Tuesday, March 17, 2009

ECP three-level machine abstraction

The Enomaly Elastic Computing Platform is a platform for managing distributed virtual machines. Therefore, we need some type of abstract representation of this concept. This requirement isn't really any different from any other software problem. There is a problem domain which contain concepts unique to that domain. Developers will then try to capture what that concept represents in that domain by creating an abstraction. By creating abstractions in this manor, we lower the representational gap between the domain and how concepts in that domain are realized in the solution. In the case of ECP, there is a real need to represent the idea of machines.

In any given software solution, the abstraction created by developers may be a very simple, single layer abstraction architecture or there could potentially be several layers within the architecture, yielding an extremely complex architecture. In the latter case, without a well thought out design, we start to lose the value that creating an abstraction brings in the first place. Sometimes, when dealing with a large abstraction, further dividing this abstraction into layers can help to better understand what you as a developer are actually implementing. Often, the abstraction design is further complicated by constraints imposed by the system or framework within which we are developing. Rationale, interfaces, and consistency in general, need to be taken into consideration when constructing a layered abstraction architecture.

To implement the machine abstraction, ECP uses a three-level approach to realizing this abstraction. In this architecture, each level is a class that realizes a different level of the "machine" concept, and for different purposes than other layers. In this implementation, the three levels hierarchical. At the top level, we have a class called ActualMachine which implements several methods for invoking machine behavior. The next level contains a class called DummyMachine that inherits from ActualMachine and doesn't do much. Finally, we have a Machine class that can store persistent data to the database. Hierarchically, the DummyMachine and Machine classes are at the same level since they both inherit from ActualMachine. In this discussion, however, the levels aren't necessarily based on the class hierarchy but rather based on the rationale behind each class.

The ActualMachine class is meant to most closely represent the concept of "machine" in the context of ECP. The same symbolizes that this is the underlying machine, not a Python object. Obviously, instances of ActualMachine are Python objects but when using these objects, we are more interested in what the underlying technology. This class is where all the behavior for the machine concept is defined. This class doesn't define any data attributes.

The DummyMachine class is exactly what the name implies; a dummy. The class simply defines a constructor that allows attributes to be set. Also, the class inherits all the behavior from ActualMachine. Instances of DummyMachine can set attributes in the constructor and invoke behavior provided by ActualMachine.

The Machine class provides persistence for the machine abstraction in ECP. The class also inherits behavior from the ActualMachine class. Machine functions similar to DummyMachine in that they both provide the same behavior. The difference between the two is that DummyMachine stores attributes in memory while Machine stores attributes in the database.

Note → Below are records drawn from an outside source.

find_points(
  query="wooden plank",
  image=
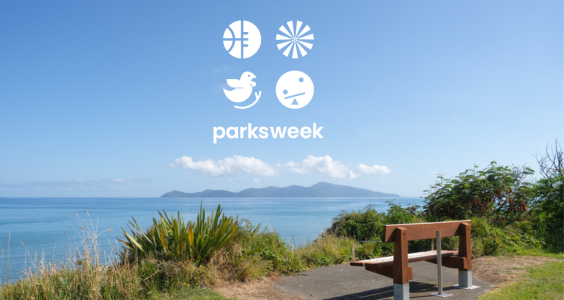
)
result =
(401, 274)
(421, 231)
(465, 245)
(411, 257)
(455, 262)
(388, 271)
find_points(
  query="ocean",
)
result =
(49, 227)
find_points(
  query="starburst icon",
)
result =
(293, 40)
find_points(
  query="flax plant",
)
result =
(171, 238)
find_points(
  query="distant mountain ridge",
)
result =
(321, 189)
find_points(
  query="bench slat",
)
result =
(412, 257)
(422, 231)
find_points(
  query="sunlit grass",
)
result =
(542, 282)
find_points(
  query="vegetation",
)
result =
(510, 212)
(174, 259)
(544, 282)
(172, 239)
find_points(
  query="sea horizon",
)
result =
(51, 226)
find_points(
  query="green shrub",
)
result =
(171, 238)
(502, 194)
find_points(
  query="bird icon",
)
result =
(242, 89)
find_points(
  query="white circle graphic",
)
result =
(294, 89)
(241, 39)
(295, 39)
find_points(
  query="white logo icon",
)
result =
(242, 89)
(294, 39)
(241, 39)
(294, 89)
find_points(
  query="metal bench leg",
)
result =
(465, 280)
(401, 291)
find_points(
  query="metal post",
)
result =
(439, 268)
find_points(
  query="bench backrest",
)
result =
(422, 231)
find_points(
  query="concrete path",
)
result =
(345, 282)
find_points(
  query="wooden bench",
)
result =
(397, 266)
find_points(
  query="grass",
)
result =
(172, 268)
(90, 274)
(543, 282)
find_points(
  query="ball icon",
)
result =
(241, 39)
(294, 89)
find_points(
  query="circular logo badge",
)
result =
(294, 89)
(241, 39)
(295, 40)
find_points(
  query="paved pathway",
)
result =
(345, 282)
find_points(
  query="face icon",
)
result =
(294, 89)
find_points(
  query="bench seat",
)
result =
(412, 257)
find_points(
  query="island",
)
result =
(321, 189)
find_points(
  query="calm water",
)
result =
(49, 226)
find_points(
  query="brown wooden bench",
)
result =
(397, 266)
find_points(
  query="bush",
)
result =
(172, 239)
(499, 193)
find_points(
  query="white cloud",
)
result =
(323, 165)
(375, 169)
(227, 166)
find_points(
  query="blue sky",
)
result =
(101, 98)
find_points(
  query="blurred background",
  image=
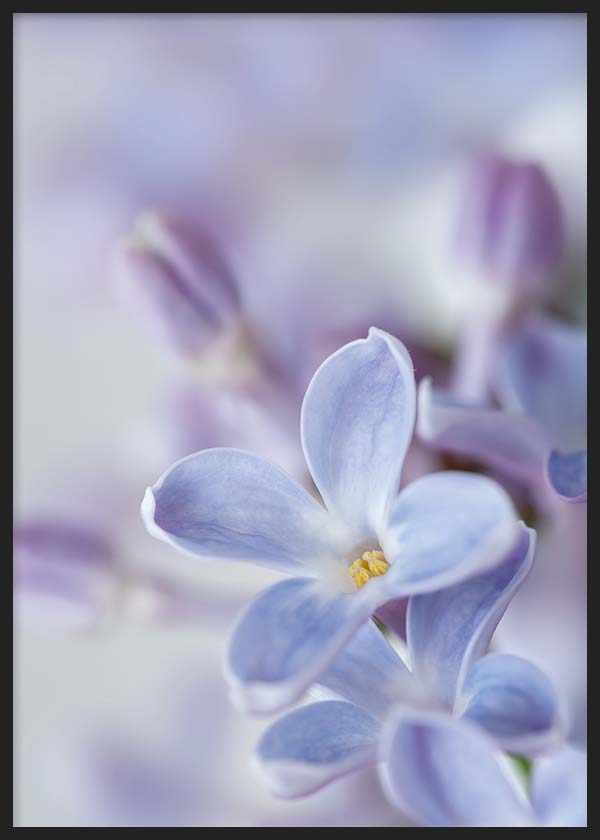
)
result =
(316, 164)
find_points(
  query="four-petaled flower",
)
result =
(448, 633)
(356, 425)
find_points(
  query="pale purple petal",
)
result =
(176, 280)
(511, 442)
(314, 745)
(369, 673)
(567, 474)
(357, 421)
(64, 573)
(442, 529)
(559, 788)
(509, 222)
(286, 638)
(445, 772)
(543, 372)
(229, 504)
(514, 702)
(449, 629)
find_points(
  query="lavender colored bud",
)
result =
(509, 224)
(175, 278)
(64, 573)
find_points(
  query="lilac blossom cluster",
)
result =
(404, 517)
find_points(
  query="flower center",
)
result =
(371, 564)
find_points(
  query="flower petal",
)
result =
(357, 421)
(286, 638)
(542, 372)
(444, 528)
(370, 673)
(65, 573)
(445, 772)
(231, 504)
(449, 629)
(512, 443)
(559, 788)
(314, 745)
(513, 701)
(567, 475)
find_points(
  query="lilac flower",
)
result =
(448, 633)
(445, 772)
(357, 421)
(539, 433)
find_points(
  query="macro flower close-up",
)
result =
(365, 546)
(300, 420)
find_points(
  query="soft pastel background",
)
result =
(327, 152)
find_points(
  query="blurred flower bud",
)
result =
(175, 278)
(64, 573)
(509, 224)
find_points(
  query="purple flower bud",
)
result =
(509, 223)
(176, 279)
(64, 573)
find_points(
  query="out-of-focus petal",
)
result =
(445, 772)
(511, 442)
(559, 788)
(225, 503)
(449, 629)
(369, 673)
(567, 475)
(513, 701)
(64, 572)
(286, 638)
(176, 280)
(542, 372)
(444, 528)
(357, 421)
(314, 745)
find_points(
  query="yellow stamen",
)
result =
(371, 564)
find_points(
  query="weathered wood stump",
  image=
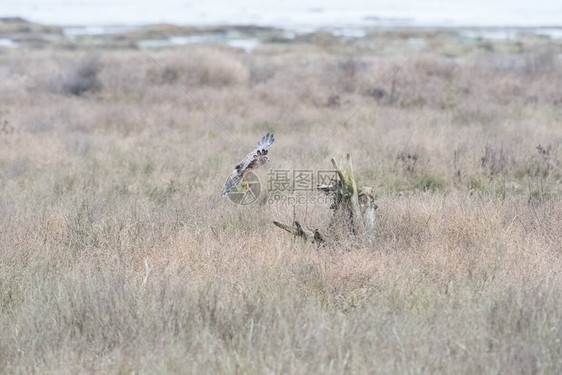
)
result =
(353, 209)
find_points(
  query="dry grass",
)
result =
(464, 277)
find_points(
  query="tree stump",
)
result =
(353, 210)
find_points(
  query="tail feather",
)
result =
(231, 183)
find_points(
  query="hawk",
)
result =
(253, 160)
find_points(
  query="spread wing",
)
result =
(246, 163)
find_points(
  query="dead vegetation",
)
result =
(119, 257)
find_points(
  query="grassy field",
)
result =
(118, 256)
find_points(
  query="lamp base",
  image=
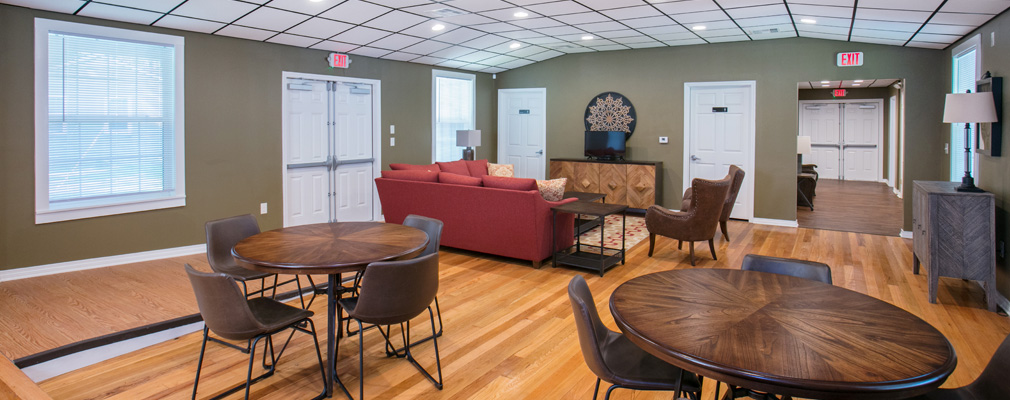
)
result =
(968, 185)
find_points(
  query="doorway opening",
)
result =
(850, 152)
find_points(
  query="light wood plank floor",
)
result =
(852, 206)
(510, 332)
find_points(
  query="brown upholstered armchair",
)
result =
(727, 208)
(698, 222)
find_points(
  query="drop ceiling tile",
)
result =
(361, 35)
(319, 27)
(302, 6)
(558, 8)
(582, 17)
(337, 46)
(162, 6)
(192, 24)
(547, 55)
(245, 32)
(272, 19)
(116, 13)
(370, 52)
(395, 21)
(215, 10)
(395, 41)
(355, 11)
(425, 47)
(293, 39)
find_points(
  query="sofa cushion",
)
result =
(477, 168)
(510, 183)
(501, 170)
(457, 179)
(411, 167)
(552, 190)
(457, 167)
(411, 175)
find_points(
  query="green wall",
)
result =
(233, 94)
(653, 81)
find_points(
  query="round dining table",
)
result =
(330, 248)
(782, 334)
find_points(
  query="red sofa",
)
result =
(498, 221)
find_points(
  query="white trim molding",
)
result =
(102, 262)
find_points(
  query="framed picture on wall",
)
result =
(989, 136)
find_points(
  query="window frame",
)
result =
(88, 208)
(435, 74)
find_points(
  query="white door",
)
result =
(862, 130)
(821, 122)
(522, 125)
(720, 133)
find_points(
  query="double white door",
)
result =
(844, 139)
(329, 165)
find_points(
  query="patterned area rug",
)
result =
(634, 229)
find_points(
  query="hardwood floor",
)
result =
(852, 206)
(510, 331)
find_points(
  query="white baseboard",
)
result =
(91, 264)
(775, 222)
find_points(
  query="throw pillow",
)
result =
(457, 179)
(411, 167)
(509, 183)
(551, 190)
(477, 168)
(458, 167)
(501, 170)
(411, 175)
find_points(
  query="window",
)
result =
(965, 72)
(108, 121)
(451, 110)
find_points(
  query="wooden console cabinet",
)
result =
(953, 234)
(635, 184)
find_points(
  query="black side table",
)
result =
(575, 256)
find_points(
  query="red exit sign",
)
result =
(853, 59)
(336, 60)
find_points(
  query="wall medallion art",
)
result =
(611, 111)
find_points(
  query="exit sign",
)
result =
(853, 59)
(336, 60)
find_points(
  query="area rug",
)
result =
(634, 229)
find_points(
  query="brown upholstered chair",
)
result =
(229, 314)
(394, 293)
(727, 208)
(616, 360)
(698, 222)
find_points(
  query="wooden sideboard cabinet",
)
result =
(953, 234)
(635, 184)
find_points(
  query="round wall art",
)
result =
(611, 111)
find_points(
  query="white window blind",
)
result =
(453, 110)
(112, 116)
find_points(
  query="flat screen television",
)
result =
(603, 144)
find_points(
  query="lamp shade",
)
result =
(468, 138)
(970, 107)
(803, 145)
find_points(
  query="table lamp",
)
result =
(468, 139)
(969, 108)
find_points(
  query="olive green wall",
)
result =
(233, 94)
(653, 81)
(994, 172)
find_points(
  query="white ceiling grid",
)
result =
(482, 34)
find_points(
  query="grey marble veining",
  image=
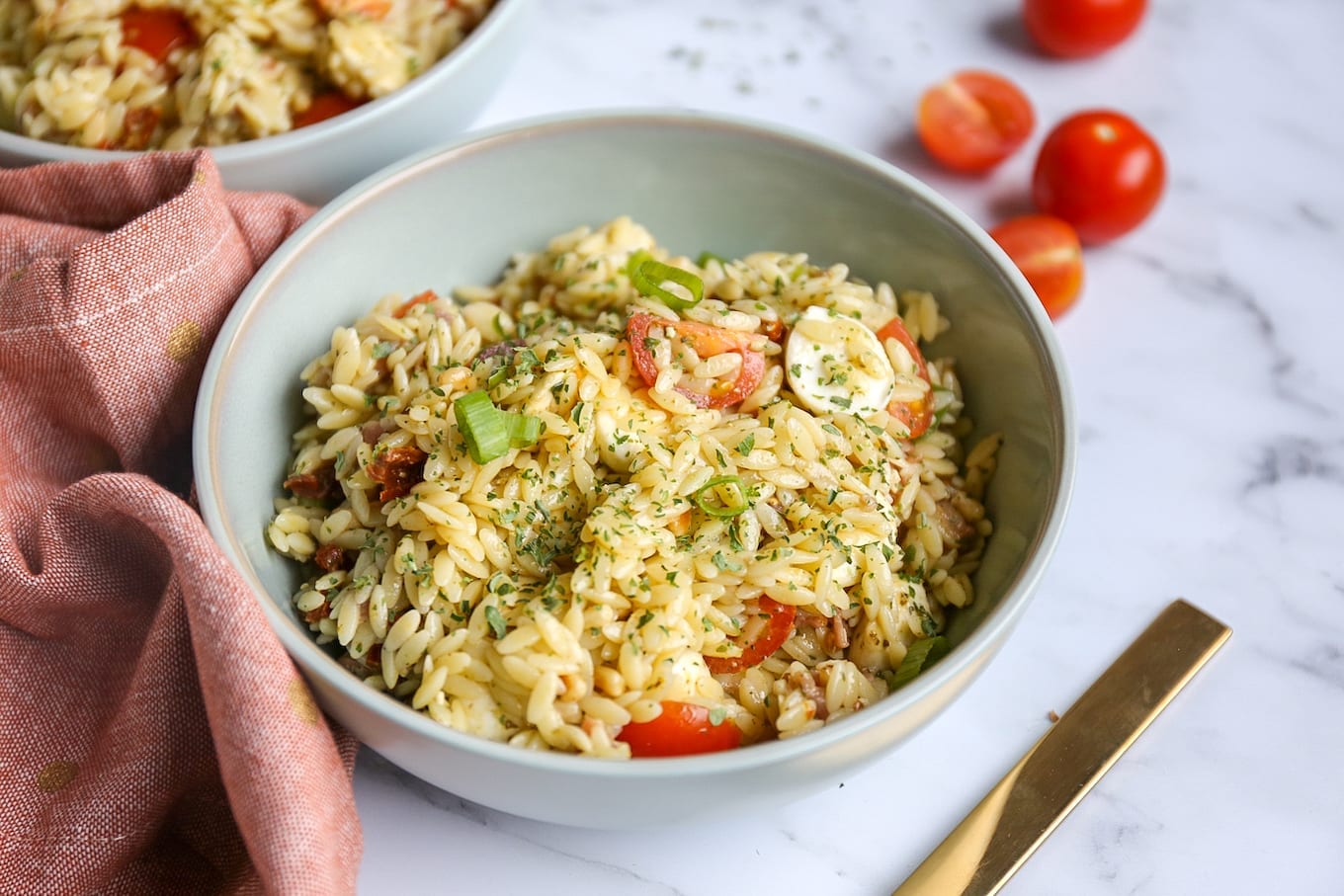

The rationale behind this architecture is that we want to be able to instantiate machine instances while not affecting the database. The opposite is also true; we need to be able to instantiate machines that will have an immediate effect on the database. Within the context of the ECP RESTful API, machines that are not stored on the local machine (they are retrieved from another ECP host), will need to be instantiated. That is, we want to have an abstraction available to use once the remote machine data has arrived. This can be done by using some primitive data construct such as a list or a dictionary, but by doing this we lose the machine concept. The behavioral aspect of the machine concept is gone because you can't tell a dictionary to shutdown.

There are still several limitations to this approach. For instance, not all ActualMachine behavior will be supported by the DummyMachine instances that are created. This is simply a limitation of the three classes and their inter-relationships. It is still an improvement over representing domain concepts using primitive types. We give ourselves more control in the three-level architecture over what happens when requested behavior cannot be fulfilled. The DummyMachine layer is an example of mixing the problem domain with the solution domain. The class came into existence because the solution demanded it. But this design allows for the behavior provided by the machine instances to still behave like "machines" without conforming too much to the solution constraints.

A similar approach is taken in ECP with other abstractions such as packages. The architecture hasn't been fully implemented for every abstraction within the platform. It will hopefully prove to add some balance between constraints and offered functionality.

I'm sure this approach prove useful in many other application areas. As objects become more and more distributed, we'll need a better way to represent their data when used locally while preserving the behavior of that object.